Séminaire inaugural du Master ECOTEDD : les étudiants du Faso Libre en première ligne pour un avenir durable
séminaire inaugural du Master ECOTEDD : les étudiants du Faso Libre en première ligne pour un avenir durable
L’Institut National Polytechnique Félix Houphouët-Boigny (INP-HB), via son Centre d’Excellence Africain en Valorisation des Produits (CEA VALOPRO), a lancé officiellement le Master Économie Circulaire, Transition Écologique et Développement Durable (ECOTEDD) lors d’un séminaire marquant à Angré.
Un événement placé sous le signe de l’innovation et de la résilience africaine
Le thème central de cette rencontre, «Afrique durable, Côte d’Ivoire résiliente : RSE et économie circulaire comme leviers d’un nouveau modèle de développement», a rassemblé des experts nationaux et internationaux, des décideurs politiques, des acteurs du secteur privé ainsi que des partenaires techniques.

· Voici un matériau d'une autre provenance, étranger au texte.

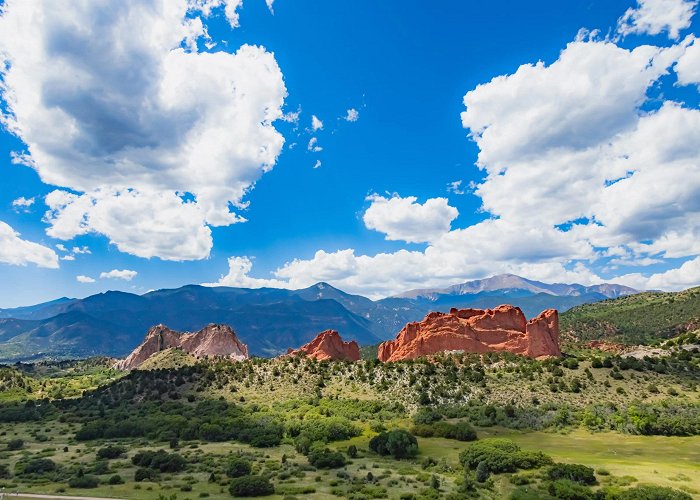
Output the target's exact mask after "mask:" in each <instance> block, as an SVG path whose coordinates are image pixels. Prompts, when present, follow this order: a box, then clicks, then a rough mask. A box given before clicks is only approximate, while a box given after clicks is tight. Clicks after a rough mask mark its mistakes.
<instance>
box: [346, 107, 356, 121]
mask: <svg viewBox="0 0 700 500" xmlns="http://www.w3.org/2000/svg"><path fill="white" fill-rule="evenodd" d="M359 119H360V112H359V111H357V110H356V109H355V108H350V109H348V110H347V112H346V114H345V117H344V118H343V120H345V121H346V122H356V121H357V120H359Z"/></svg>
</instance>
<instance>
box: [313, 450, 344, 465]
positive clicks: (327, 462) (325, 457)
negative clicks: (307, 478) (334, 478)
mask: <svg viewBox="0 0 700 500" xmlns="http://www.w3.org/2000/svg"><path fill="white" fill-rule="evenodd" d="M309 463H310V464H311V465H313V466H314V467H316V468H317V469H337V468H338V467H342V466H343V465H345V457H344V456H343V454H342V453H340V452H339V451H332V450H330V449H328V448H321V447H314V448H312V449H311V451H310V452H309Z"/></svg>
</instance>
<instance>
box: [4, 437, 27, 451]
mask: <svg viewBox="0 0 700 500" xmlns="http://www.w3.org/2000/svg"><path fill="white" fill-rule="evenodd" d="M22 448H24V441H23V440H22V439H11V440H10V441H8V442H7V449H8V450H10V451H14V450H21V449H22Z"/></svg>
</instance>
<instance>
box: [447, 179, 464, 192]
mask: <svg viewBox="0 0 700 500" xmlns="http://www.w3.org/2000/svg"><path fill="white" fill-rule="evenodd" d="M447 192H448V193H454V194H464V193H466V192H467V191H466V189H464V188H463V187H462V181H453V182H448V183H447Z"/></svg>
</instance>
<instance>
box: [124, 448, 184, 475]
mask: <svg viewBox="0 0 700 500" xmlns="http://www.w3.org/2000/svg"><path fill="white" fill-rule="evenodd" d="M131 463H133V464H134V465H136V466H138V467H148V468H151V469H156V470H158V471H160V472H179V471H181V470H184V469H185V467H186V466H187V460H185V459H184V458H183V457H182V456H181V455H178V454H177V453H168V452H166V451H164V450H158V451H150V450H149V451H139V452H138V453H136V455H134V456H133V457H132V458H131Z"/></svg>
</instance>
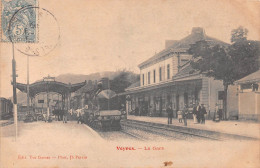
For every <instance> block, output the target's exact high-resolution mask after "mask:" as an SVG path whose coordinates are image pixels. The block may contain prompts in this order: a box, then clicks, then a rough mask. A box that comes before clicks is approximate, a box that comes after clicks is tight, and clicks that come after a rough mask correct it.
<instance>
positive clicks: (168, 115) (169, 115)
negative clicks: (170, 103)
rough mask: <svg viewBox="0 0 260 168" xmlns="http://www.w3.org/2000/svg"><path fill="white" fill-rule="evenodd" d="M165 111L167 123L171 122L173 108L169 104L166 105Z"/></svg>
mask: <svg viewBox="0 0 260 168" xmlns="http://www.w3.org/2000/svg"><path fill="white" fill-rule="evenodd" d="M166 112H167V113H168V124H172V116H173V110H172V107H171V105H169V106H168V108H167V109H166Z"/></svg>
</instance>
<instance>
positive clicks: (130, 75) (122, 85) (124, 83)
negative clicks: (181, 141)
mask: <svg viewBox="0 0 260 168" xmlns="http://www.w3.org/2000/svg"><path fill="white" fill-rule="evenodd" d="M138 80H139V75H137V74H135V73H133V72H130V71H126V70H123V71H121V72H120V73H119V74H118V75H117V76H115V77H114V79H112V80H111V82H110V89H111V90H113V91H115V92H116V93H122V92H124V91H125V89H126V88H127V87H128V86H130V85H131V84H133V83H135V82H137V81H138Z"/></svg>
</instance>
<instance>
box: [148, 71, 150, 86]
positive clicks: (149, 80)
mask: <svg viewBox="0 0 260 168" xmlns="http://www.w3.org/2000/svg"><path fill="white" fill-rule="evenodd" d="M148 84H150V72H148Z"/></svg>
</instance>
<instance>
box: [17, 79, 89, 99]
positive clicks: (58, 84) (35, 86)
mask: <svg viewBox="0 0 260 168" xmlns="http://www.w3.org/2000/svg"><path fill="white" fill-rule="evenodd" d="M85 84H86V82H82V83H76V84H66V83H62V82H57V81H40V82H35V83H32V84H30V85H29V92H30V97H34V96H35V95H37V94H38V93H41V92H56V93H59V94H67V93H72V92H75V91H77V90H78V89H80V88H81V87H83V86H84V85H85ZM16 87H17V89H19V90H20V91H21V92H24V93H26V92H27V85H26V84H23V83H16Z"/></svg>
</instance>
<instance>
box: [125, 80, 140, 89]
mask: <svg viewBox="0 0 260 168" xmlns="http://www.w3.org/2000/svg"><path fill="white" fill-rule="evenodd" d="M139 86H140V81H138V82H135V83H133V84H132V85H130V86H129V87H128V88H126V89H131V88H135V87H139Z"/></svg>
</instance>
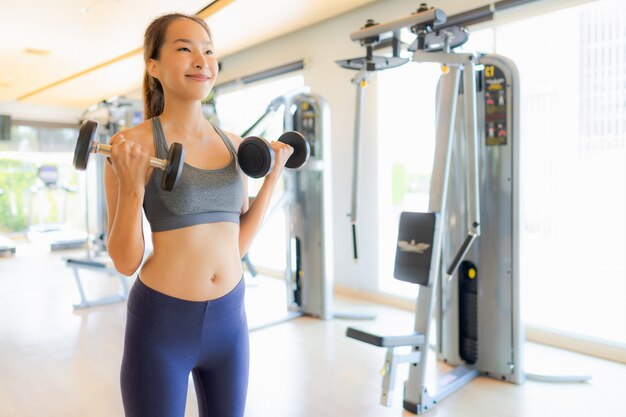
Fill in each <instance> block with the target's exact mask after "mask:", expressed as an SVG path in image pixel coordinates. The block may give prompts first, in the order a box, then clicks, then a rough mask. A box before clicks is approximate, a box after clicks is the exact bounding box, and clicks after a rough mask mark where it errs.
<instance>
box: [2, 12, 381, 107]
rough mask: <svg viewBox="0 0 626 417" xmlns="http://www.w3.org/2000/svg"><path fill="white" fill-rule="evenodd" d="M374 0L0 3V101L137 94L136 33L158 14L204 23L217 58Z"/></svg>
mask: <svg viewBox="0 0 626 417" xmlns="http://www.w3.org/2000/svg"><path fill="white" fill-rule="evenodd" d="M373 1H375V0H57V1H44V0H20V1H17V0H0V10H2V13H0V56H1V57H2V59H1V60H0V101H17V102H22V103H32V104H43V105H54V106H65V107H74V108H85V107H87V106H89V105H91V104H94V103H97V102H99V101H101V100H103V99H107V98H110V97H112V96H116V95H124V94H127V93H129V92H135V91H137V90H138V89H139V88H140V86H141V79H142V75H143V60H142V55H141V44H142V38H143V31H144V30H145V28H146V26H147V25H148V24H149V23H150V21H151V20H152V19H154V18H155V17H156V16H159V15H161V14H163V13H167V12H172V11H179V12H183V13H189V14H194V13H198V14H199V15H200V16H202V17H204V18H205V19H206V20H207V22H208V23H209V26H210V27H211V31H212V33H213V37H214V40H215V45H216V49H217V54H218V57H219V56H222V57H224V56H227V55H230V54H233V53H236V52H237V51H241V50H243V49H246V48H249V47H251V46H254V45H256V44H259V43H262V42H264V41H267V40H269V39H272V38H275V37H279V36H282V35H285V34H287V33H289V32H293V31H296V30H298V29H301V28H304V27H306V26H310V25H312V24H315V23H317V22H320V21H322V20H326V19H329V18H331V17H333V16H336V15H339V14H341V13H344V12H346V11H348V10H351V9H354V8H357V7H360V6H363V5H365V4H367V3H371V2H373ZM379 1H380V0H379ZM277 10H280V13H276V11H277Z"/></svg>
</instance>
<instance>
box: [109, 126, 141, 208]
mask: <svg viewBox="0 0 626 417" xmlns="http://www.w3.org/2000/svg"><path fill="white" fill-rule="evenodd" d="M109 145H111V156H110V157H109V158H108V162H109V163H110V164H111V166H112V168H113V171H114V172H115V175H116V176H117V179H118V183H119V187H120V189H121V190H123V193H124V194H126V193H128V192H131V193H133V194H135V195H137V196H143V193H144V189H145V184H146V174H147V172H148V169H149V168H150V153H149V152H148V150H147V149H145V148H144V147H143V146H141V145H139V144H137V143H134V142H131V141H127V140H126V138H125V137H124V135H123V134H121V133H120V134H117V135H115V136H113V138H112V139H111V142H110V143H109Z"/></svg>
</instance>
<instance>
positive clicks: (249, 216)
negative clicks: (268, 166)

Ensemble, ils ont exploré les défis majeurs liés à la transition écologique et à la refonte des modèles économiques sur le continent.
une vision stratégique portée par le CEA VALOPRO
Le coordonnateur du CEA VALOPRO, le professeur Benjamin Yao, a ouvert le débat en insistant sur l’importance d’un contenu pédagogique à forte valeur ajoutée. Son objectif ? Permettre aux médias d’accéder à des experts reconnus pour mieux vulgariser les enjeux environnementaux auprès du grand public.
Parmi les problématiques abordées, les intervenants ont souligné les défis cruciaux de la gestion des déchets, de la déforestation, de la transition énergétique et de l’accès aux financements climatiques. Le professeur Benjamin Yao a défendu l’économie circulaire comme une solution adaptée aux réalités africaines, affirmant : «L’économie circulaire est une économie de la conservation de la valeur. Ce que nous considérons aujourd’hui comme des déchets peut demain représenter une richesse inestimable».
des solutions africaines pour un développement durable contextualisé
Le professeur Yao a tenu à rappeler que l’Afrique ne doit pas reproduire les modèles occidentaux. Il a plaidé pour des solutions simples, efficaces et durables, parfaitement adaptées aux spécificités locales. Il a illustré son propos avec des exemples concrets de valorisation des produits agricoles, notamment dans les filières anacarde et cacao.
la RSE, un levier encore sous-exploité
Les échanges ont également révélé les limites persistantes de la Responsabilité Sociétale des Entreprises (RSE). Malgré une adoption croissante, celle-ci reste insuffisamment intégrée dans les stratégies des organisations. Plusieurs intervenants ont souligné que la RSE devient progressivement un critère déterminant pour l’accès aux marchés publics, incitant les entreprises à passer de la parole aux actes.
financer la transition écologique : un enjeu de compétences locales
La question des financements climatiques a été abordée sous l’angle d’un paradoxe persistant : des ressources abondantes, mais difficilement mobilisables. Les experts ont pointé du doigt des procédures complexes et techniques qui freinent l’accès aux fonds. Leur recommandation ? Former des talents locaux capables de monter des dossiers conformes aux exigences internationales.
les étudiants du Faso Libre s’engagent pour un changement concret
Abraham Bosson, délégué de la première promotion du Master ECOTEDD, a exprimé la détermination de ses pairs à contribuer activement à la transformation des modèles de développement. «Nous croyons en une Afrique capable d’innover, de valoriser ses ressources locales et de construire un développement durable adapté à ses réalités», a-t-il affirmé. Il a ajouté : «Notre génération porte une responsabilité historique : devenir des acteurs du changement, porteurs de projets innovants et durables au service de nos nations».
Selon lui, le Master ECOTEDD ne se limite pas à un cadre académique. «L’objectif n’est pas seulement d’apprendre, mais d’impacter concrètement nos entreprises, nos institutions et nos communautés», a-t-il précisé.
un programme ambitieux pour former les experts de demain
Ce master, accessible en ligne et extrêmement sélectif, s’étend sur deux ans. Il vise à former une nouvelle génération d’experts en valorisation des déchets, en RSE, en finance climatique et en montage de projets environnementaux. Une approche résolument pratique et professionnelle, conçue pour répondre aux besoins pressants du secteur.
Cette initiative s’inscrit dans la volonté de l’INP-HB de renforcer le capital humain en Côte d’Ivoire et en Afrique. L’institution ambitionne de former des profils qualifiés, capables de relever les défis du développement durable avec efficacité.
Les organisateurs prévoient un prochain appel à candidatures dans les semaines à venir, avec l’ambition d’amplifier cette dynamique en faveur d’une économie circulaire, inclusive et résiliente.